Will Thunderbird 78 kill Qubes Split gpg?

[Claudio Chinicz]

Hi All,

I've just read this post from TB (https://wiki.mozilla.org/Thunderbird:OpenPGP:2020) and do not know if it will support Qubes Split gpg without Enigmail?

Anyone knows?

Regards

[Sven Semmler]

On Tue, Feb 11, 2020 at 12:06:23AM -0800, Claudio Chinicz wrote:
> I've just read this post from TB (https://wiki.mozilla.org/Thunderbird:OpenPGP:2020) and do not know if it will support Qubes Split gpg without Enigmail?
> Anyone knows?

If I understand the Wiki entry correctly the Thunderbird team does
not plan to use GnuPG because they don't want the user to have to
install it separately and they can't bundle it with Thunderbird
because of incompatible licenses.

Instead they plan to use other open-source libraries to implement
GPG/PGP compatible en/decryption and signing/verification.

In that case I don't see how it could work with Qubes Split GPG.

Makes me happy I switched to mutt late last year.
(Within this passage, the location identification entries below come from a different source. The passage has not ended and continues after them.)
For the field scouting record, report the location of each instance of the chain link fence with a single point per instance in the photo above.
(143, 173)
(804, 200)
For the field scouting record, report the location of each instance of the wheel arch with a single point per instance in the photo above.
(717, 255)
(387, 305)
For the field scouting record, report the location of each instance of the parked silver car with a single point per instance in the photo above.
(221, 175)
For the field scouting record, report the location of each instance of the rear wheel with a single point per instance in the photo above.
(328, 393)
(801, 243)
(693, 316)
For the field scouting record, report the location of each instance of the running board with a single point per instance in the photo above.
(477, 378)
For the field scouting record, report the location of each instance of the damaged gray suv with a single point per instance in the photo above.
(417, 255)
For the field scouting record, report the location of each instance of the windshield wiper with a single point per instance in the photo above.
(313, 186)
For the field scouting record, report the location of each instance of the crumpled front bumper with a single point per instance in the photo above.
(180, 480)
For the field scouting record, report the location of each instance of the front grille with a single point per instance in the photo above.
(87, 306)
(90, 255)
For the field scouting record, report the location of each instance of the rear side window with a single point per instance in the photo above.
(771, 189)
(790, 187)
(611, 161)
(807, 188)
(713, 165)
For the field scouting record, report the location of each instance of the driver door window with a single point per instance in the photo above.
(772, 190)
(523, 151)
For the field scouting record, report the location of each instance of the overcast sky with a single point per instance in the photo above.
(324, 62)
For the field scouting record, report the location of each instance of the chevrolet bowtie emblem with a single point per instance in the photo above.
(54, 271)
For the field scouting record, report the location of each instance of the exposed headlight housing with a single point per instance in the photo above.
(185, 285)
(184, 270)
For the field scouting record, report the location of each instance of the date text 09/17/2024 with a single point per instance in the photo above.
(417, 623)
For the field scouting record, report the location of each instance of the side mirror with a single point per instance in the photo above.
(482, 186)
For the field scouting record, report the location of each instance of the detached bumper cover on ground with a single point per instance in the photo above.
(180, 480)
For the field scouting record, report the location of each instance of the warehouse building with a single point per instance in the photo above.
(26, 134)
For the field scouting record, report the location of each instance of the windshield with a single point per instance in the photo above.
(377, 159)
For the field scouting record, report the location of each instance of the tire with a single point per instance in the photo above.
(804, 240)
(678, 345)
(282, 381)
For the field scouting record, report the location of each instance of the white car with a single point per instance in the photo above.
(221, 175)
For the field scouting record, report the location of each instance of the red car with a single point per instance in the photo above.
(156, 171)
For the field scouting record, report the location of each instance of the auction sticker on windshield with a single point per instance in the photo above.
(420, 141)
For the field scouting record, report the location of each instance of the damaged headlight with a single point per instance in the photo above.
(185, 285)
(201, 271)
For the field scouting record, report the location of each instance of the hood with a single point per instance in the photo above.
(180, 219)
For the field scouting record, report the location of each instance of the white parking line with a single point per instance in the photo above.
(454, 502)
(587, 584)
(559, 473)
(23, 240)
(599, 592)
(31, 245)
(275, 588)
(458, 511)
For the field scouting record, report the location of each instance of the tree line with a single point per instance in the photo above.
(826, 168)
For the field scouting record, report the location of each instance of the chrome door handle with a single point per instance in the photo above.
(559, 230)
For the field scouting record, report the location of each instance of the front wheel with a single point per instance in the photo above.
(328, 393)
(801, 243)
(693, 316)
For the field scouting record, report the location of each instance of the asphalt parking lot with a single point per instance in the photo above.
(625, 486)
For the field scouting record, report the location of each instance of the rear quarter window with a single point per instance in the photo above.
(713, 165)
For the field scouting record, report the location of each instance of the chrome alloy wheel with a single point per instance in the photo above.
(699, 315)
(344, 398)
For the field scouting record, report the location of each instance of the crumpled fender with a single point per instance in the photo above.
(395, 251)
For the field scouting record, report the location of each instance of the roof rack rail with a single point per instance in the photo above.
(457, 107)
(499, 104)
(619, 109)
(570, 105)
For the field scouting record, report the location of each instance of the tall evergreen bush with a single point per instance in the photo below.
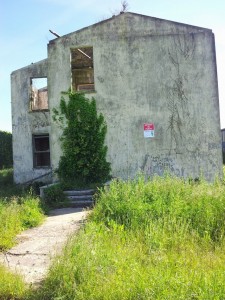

But that's not really
a solution for the masses.

/Sven

--
public key: https://www.svensemmler.org/0x8F541FB6.asc
fingerprint: D7CA F2DB 658D 89BC 08D6 A7AA DA6E 167B 8F54 1FB6

[dhorf-hfre...@hashmail.org]

On Tue, Feb 11, 2020 at 11:35:19AM -0600, Sven Semmler wrote:
> Makes me happy I switched to mutt late last year. But that's not really
> a solution for the masses.

mutt in a no-netvm mua-vault?
with fetchmail-vms feeding it through qubesrpc-procmail?
and separate vms for qubesrpc-msmtp for sending?
or msmtp-vms mixed with the fetchmail-vms based on credentials-overlap?

but, yes. not really a solution for the masses.

:)

[Sven Semmler]

lol... just mutt/fetchmail/postfix/qubes-split-gpg in a firewalled qube.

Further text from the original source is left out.